Valencia History Museum (,  — MhV) was inaugurated on May 7, 2003.

The mission of the Valencia History Museum is to educate visitors about the historical development of the city of Valencia. The MhV depicts the past of Valencia in an informative and entertaining way, using traditional exhibition resources and new technologies.

The project

The Valencia History Museum (MhV) was created by agreement of the Commission of Government of the Valencia City Council on January 12, 2001. Its mission is to promote the history of the city, from its origins to the present day, using elements of the local archaeological, artistic, and cultural heritage.
The MhV aims to present the history of Valencia to visitors, portraying that history as something tangible, intelligible, and entertaining, while also giving perspective to political history, dates, battles or famous historic figures and focusing on social background, economic motives, ideology, and tradition.

MhV was proclaimed "Cultural Project of the Year" by the “Diputación de Valencia” in 2003.

The building

The museum is located inside the first underground reservoir of drinking water in Valencia, which was built by Ildefonso Cerdá (who later designed the Eixample of Barcelona) and Leodegario Marchessaux. The reservoir was inaugurated in 1850 and was the first of its kind in Spain. Built entirely in brick, it is an example of nineteenth-century Valencian industrial architecture. The restoration of the building was performed by the City Council between 1998 and 2001.

Despite the museum being relatively out of reach of the Old City, the neighbouring Parque de Cabecera, less than 100 meters away, provides easy access to the city centre.

On display
The MhV's permanent exhibition is dedicated to the history of Valencia, divided into eight time periods:

 	
      Valentia (138 b.c.-711)
  	Balansiya (711-1238)
  	Valencia in the Middle ages (1238-1519)
  	The “Germanías” to the “Nueva Planta” (1519-1707)
  	Borbonicus municipality (1707-1833)
  	The City of Steam (1833-1917)
  	Truncated Modernity (1917-1975) and
  	The Valencia we have known (1975-2003)
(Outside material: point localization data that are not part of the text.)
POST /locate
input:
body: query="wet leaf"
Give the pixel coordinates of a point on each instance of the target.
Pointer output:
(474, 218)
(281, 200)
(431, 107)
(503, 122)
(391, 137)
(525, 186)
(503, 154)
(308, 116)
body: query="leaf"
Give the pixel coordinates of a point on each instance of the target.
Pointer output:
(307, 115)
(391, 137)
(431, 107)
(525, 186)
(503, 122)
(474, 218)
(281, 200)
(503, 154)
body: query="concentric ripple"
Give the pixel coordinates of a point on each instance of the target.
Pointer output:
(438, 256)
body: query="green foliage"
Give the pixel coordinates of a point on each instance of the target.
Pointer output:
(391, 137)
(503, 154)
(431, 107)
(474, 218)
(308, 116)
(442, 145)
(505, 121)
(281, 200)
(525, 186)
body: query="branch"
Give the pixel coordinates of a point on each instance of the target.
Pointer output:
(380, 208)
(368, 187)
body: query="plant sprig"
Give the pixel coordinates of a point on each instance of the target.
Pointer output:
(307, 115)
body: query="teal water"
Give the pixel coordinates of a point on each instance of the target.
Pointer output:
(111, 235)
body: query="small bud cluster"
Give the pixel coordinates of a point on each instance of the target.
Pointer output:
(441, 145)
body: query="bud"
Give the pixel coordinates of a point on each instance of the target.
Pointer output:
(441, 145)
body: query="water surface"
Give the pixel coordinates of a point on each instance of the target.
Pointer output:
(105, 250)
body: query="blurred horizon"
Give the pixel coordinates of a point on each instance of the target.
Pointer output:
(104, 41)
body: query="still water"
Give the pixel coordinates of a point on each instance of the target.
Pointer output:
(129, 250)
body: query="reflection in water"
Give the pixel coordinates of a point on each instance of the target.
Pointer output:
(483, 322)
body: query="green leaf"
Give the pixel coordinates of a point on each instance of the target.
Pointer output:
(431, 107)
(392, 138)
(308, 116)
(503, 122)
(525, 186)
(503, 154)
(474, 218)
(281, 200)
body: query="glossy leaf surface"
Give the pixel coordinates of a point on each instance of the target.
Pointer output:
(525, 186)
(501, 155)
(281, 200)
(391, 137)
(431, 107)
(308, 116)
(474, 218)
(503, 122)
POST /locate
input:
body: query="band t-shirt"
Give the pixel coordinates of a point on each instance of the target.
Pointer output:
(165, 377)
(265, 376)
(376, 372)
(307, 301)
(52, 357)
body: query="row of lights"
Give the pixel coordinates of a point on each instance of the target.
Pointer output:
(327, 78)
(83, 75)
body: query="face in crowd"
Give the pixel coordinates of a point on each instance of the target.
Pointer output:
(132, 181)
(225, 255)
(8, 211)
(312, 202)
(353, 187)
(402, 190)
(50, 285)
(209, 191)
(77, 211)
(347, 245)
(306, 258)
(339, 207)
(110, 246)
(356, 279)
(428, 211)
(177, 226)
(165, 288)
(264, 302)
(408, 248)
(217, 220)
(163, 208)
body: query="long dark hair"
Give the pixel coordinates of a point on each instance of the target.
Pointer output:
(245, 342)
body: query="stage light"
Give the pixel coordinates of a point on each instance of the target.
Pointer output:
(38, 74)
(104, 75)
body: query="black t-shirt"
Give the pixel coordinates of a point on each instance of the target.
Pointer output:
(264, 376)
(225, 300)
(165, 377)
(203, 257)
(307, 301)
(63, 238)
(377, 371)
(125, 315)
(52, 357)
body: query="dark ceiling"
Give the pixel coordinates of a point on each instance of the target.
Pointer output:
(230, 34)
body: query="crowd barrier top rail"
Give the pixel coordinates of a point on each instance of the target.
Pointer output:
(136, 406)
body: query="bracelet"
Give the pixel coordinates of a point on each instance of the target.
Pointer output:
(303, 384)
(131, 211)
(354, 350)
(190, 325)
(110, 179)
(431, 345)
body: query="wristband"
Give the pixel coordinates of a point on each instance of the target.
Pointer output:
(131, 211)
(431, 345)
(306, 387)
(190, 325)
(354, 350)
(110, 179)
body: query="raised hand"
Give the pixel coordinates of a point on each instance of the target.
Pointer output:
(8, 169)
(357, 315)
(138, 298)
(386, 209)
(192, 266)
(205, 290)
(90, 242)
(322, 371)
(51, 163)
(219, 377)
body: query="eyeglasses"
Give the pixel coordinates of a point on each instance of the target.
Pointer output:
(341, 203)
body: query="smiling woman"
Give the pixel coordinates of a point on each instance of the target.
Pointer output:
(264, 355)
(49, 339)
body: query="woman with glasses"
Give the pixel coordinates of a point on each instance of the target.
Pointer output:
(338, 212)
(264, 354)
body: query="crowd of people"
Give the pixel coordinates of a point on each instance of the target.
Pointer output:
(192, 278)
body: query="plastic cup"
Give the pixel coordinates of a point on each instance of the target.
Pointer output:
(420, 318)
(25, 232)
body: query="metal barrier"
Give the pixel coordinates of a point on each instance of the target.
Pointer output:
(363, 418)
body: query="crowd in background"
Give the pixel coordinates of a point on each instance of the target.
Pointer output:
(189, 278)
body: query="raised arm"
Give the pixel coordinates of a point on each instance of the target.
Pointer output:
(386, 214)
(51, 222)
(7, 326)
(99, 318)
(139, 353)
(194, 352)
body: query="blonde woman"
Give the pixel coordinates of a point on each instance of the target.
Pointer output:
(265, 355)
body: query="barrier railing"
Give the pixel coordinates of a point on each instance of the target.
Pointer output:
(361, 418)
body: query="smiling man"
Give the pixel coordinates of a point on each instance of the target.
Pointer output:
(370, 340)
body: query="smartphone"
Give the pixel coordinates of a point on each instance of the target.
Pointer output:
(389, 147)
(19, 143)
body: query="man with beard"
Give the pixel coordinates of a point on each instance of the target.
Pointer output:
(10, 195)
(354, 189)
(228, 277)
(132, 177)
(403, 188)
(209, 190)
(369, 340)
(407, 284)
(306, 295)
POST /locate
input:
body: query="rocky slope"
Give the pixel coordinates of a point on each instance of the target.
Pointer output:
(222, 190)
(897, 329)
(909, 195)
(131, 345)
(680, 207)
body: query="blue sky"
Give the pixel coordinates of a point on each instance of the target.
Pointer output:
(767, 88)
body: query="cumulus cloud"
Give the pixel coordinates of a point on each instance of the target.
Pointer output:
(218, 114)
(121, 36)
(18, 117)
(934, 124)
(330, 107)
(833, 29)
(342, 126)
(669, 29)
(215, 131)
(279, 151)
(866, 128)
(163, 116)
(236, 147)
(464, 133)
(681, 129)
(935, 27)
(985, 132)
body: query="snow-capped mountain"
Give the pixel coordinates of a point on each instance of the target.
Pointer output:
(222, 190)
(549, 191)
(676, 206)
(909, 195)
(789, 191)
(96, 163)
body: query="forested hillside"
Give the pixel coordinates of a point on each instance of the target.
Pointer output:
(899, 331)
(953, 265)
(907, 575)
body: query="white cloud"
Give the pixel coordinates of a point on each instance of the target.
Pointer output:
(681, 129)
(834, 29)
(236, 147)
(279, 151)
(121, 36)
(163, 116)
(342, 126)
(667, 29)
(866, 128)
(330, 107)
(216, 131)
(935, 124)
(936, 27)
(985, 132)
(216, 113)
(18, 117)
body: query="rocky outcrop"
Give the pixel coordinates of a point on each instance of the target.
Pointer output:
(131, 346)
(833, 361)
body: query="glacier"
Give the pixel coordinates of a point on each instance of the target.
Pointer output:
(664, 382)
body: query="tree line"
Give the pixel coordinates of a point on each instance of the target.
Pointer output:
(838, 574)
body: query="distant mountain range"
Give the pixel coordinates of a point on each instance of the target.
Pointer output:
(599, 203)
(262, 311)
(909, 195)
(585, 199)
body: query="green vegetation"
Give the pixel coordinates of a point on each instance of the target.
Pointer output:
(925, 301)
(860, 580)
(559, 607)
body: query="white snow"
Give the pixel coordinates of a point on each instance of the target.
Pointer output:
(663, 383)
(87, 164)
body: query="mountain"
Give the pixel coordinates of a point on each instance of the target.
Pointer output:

Each time period shows a collection of objects, documents and works of art which bear witness to their time. In the centre of each block, there are two stands reconstructing historical settings of the city and projecting everyday scenes related to each period, so the visitor can choose any scene at will and get to know historical characters, by immersion in each world of experiences and aspirations. This format blends elements of a museum and a cinema, providing textual information through more dynamic media.

Visitors can see everyday scenes relating to circumstances and characters of different periods, thus being able to get to know the protagonists of the history of Valencia.

The showcases present a varied collection, ranging from archaeological objects to artistic works, archival documents, books, prints, maps, posters, machines, vehicles or toys, among others, collected not so much for their individual value as for their ability to evoke moments and contexts in history.

Moreover, the MhV hosts regular temporary exhibitions on Valencia in general, and its history in particular, and offers an educational program for all audiences, which includes guided tours or workshops.

The museum is equipped to recreate, using virtual reality, the appearance of the city throughout its twenty-two centuries of history in “La máquina del tiempo (The Time Machine)”. The visitor can choose a time zone and browse it to get a bird's eye view, obtaining an avalanche of historical data on the city at any point along the way.

The “Mediateca (media library)”, finally, is a space designed for relaxation and reflection, where the visitor can enjoy hearing recited poetry or musical fragments from every moment in history, see old photos of Valencia and its inhabitants or freely consult a carefully chosen selection of works on the city.